ACTIVIDADES EN LA U.P.: ENTRE LA EUFORIA Y EL DESALIENTO

Una calle de Londres 

Dos eventos paralelos con respuestas muy distintas:

.-Día 20-octubre: conferencia de Luis Pintor sobre la “Reforma Fiscal” (tema de gran alcance e importancia en nuestro país): apenas 25 asistentes; nueva conferencia desaprovechada; desilusión del ponente (gran profesional de prestigio) y de los organizadores de la conferencia. El ponente desgrana los serios problemas de nuestro sistema fiscal y alerta de que si no somos capaces de revertir la situación estamos abocados a que nuestro llamado “estado de bienestar” se transforme en un “estado de beneficencia”.

.-Día 21-octubre: ponencia de Juan Luís Requejo sobre Serrat (dentro de su seminario sobre cantautores españoles): lleno hasta la bandera, con sillas adicionales; entusiasmo general y felicitaciones sin reservas al ponente (muy merecidas).

Ambos eventos en el mismo espacio (salón de actos 21 de Marzo), mismo horario y ambos con lluvia. ¿Por qué esta respuesta tan dispar y esta falta de interés por tratar temas de gran alcance en nuestras vidas?

No es un hecho aislado: muchas actividades de la Universidad Popular tienen un elevado grado de demanda: Visitas a Madrid, Grupos de Trabajo, algunos seminarios (setas), marchas serranas, visitas a museos, viajes.
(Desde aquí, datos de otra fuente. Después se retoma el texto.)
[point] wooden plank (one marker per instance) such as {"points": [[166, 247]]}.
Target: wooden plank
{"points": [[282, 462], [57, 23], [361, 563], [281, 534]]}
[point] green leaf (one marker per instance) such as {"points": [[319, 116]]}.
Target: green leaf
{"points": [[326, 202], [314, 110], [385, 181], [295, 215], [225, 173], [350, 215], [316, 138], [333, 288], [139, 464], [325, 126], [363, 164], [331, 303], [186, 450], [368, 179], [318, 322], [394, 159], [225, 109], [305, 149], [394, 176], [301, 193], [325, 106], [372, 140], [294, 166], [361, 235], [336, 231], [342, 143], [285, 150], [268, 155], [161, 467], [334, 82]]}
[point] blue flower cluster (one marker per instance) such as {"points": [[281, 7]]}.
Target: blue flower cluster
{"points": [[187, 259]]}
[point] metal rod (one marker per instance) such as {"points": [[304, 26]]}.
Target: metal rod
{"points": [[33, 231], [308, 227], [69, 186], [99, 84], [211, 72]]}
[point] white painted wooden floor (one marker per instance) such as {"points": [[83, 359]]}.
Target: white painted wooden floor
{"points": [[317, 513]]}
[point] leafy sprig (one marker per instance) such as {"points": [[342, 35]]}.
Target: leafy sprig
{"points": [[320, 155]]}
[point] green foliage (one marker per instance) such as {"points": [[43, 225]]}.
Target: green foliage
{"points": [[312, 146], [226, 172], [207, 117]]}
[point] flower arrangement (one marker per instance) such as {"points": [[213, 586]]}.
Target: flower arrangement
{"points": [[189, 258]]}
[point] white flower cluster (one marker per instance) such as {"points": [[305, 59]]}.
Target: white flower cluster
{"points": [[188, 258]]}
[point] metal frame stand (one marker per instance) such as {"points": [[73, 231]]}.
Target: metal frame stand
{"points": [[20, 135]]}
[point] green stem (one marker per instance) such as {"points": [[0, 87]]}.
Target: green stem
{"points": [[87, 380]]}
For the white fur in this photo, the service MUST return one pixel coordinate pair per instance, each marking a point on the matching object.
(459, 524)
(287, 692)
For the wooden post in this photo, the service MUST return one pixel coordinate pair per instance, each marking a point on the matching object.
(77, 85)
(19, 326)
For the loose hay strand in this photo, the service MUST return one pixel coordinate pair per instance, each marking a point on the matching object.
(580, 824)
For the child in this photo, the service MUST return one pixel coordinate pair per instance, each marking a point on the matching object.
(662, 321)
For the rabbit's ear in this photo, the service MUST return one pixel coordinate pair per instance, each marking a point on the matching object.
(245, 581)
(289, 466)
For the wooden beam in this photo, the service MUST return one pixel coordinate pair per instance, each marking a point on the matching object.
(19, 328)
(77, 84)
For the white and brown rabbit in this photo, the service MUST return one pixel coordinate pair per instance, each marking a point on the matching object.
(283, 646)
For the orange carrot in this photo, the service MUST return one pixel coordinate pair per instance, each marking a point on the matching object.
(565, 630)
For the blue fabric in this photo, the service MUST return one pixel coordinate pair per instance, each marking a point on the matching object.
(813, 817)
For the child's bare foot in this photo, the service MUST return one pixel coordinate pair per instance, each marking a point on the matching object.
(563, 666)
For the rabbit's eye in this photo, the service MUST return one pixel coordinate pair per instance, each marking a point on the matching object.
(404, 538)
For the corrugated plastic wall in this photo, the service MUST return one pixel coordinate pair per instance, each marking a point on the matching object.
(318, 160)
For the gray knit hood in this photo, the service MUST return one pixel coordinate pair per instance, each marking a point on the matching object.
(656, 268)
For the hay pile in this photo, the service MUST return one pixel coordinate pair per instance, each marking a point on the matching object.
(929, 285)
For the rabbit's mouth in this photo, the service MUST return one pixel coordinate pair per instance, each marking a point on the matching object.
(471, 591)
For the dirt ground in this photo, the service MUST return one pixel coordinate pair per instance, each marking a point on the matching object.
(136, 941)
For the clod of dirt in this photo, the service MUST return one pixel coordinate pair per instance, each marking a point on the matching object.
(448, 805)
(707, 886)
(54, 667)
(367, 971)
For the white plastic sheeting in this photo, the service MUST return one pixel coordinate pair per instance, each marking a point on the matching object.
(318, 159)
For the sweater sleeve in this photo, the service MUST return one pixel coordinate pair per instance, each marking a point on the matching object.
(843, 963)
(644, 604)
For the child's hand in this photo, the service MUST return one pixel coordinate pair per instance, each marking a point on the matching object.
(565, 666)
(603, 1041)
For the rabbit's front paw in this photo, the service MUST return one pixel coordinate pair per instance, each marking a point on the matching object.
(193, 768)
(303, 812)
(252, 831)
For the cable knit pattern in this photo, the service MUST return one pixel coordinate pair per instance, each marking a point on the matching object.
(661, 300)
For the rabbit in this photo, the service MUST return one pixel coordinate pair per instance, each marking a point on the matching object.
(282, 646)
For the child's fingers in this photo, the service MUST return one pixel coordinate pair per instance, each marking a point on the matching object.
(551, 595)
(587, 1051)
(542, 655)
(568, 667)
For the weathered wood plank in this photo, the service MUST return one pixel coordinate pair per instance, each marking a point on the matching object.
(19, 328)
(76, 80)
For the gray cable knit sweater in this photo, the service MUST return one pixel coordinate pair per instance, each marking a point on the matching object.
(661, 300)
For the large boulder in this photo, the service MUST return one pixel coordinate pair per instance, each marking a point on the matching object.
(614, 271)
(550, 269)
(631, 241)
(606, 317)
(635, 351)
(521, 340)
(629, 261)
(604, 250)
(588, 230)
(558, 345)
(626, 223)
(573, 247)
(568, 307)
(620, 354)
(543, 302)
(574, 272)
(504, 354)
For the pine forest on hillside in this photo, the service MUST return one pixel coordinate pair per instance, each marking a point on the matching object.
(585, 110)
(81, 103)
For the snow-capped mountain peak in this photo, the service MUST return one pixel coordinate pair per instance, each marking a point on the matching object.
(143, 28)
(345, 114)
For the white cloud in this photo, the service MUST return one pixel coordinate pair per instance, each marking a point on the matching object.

Prácticamente todas estas actividades de gran aceptación tienen un aspecto lúdico evidente, aunque nunca falten elementos culturales y educativos.

En el otro lado los temas de contenido social, económico o político (nacional o global) de gran trascendencia en nuestras vidas y en nuestra sociedad (desarrollados fundamentalmente en conferencias y algún seminario) tienen escaso recorrido. No somos un caso único en Tres Cantos: la Plataforma por la Sanidad Pública, con un equipo de personas que pelean a diario por mantener esos imprescindibles servicios, cada vez que convoca una concentración o llama a secundar sus acciones se encuentra con una respuesta muy reducida; siempre las mismas personas, que no llegan al 1 % de la población de nuestra ciudad. Con ese nivel de respuesta evidentemente las políticas públicas no van a cambiar y nuestros gobernantes no se ven empujados a mejorar los servicios y cubrir sus deficiencias.

Todo ello nos lleva a considerar cuál debería ser el modelo de una Universidad Popular en el S. XXI y en una ciudad como Tres Cantos. En sus orígenes (finales de 1800 y comienzos de 1900) las UU.PP. nacieron como servicios educativos y culturales para ámbitos sociales y zonas rurales abandonadas (recordemos las “misiones pedagógicas) pero también como un instrumento de crear conciencia de ciudadanos responsables en una sociedad necesitada de una profunda regeneración.

Es evidente que Tres Cantos, ciudad rica, con alto nivel cultural y profesional, además de una amplia oferta de actividades de todo tipo, no necesita hoy en día un especial apoyo educativo y cultural, pero sí podría y debería ser un vector de transformación social importante, defensora a ultranza de lo que supone un “estado de bienestar” para todos, consciente de los retos actuales de nuestra sociedad y por ende solidaria y comprometida con los muchos cambios necesarios. Y esa debería ser la misión fundamental de una Universidad Popular en una ciudad como Tres Cantos.

Trasladar, como organización, la imagen de que somos sólo un club de amigos y conocidos que comparten interesantes actividades y abrimos nuestras actividades a toda la ciudadanía es empequeñecer considerablemente nuestra razón de ser. Necesitamos ir mucho más allá, ser más ambiciosos y perseguir sin descanso ser ese vector de transformación social, económica y política que acabamos de recordar.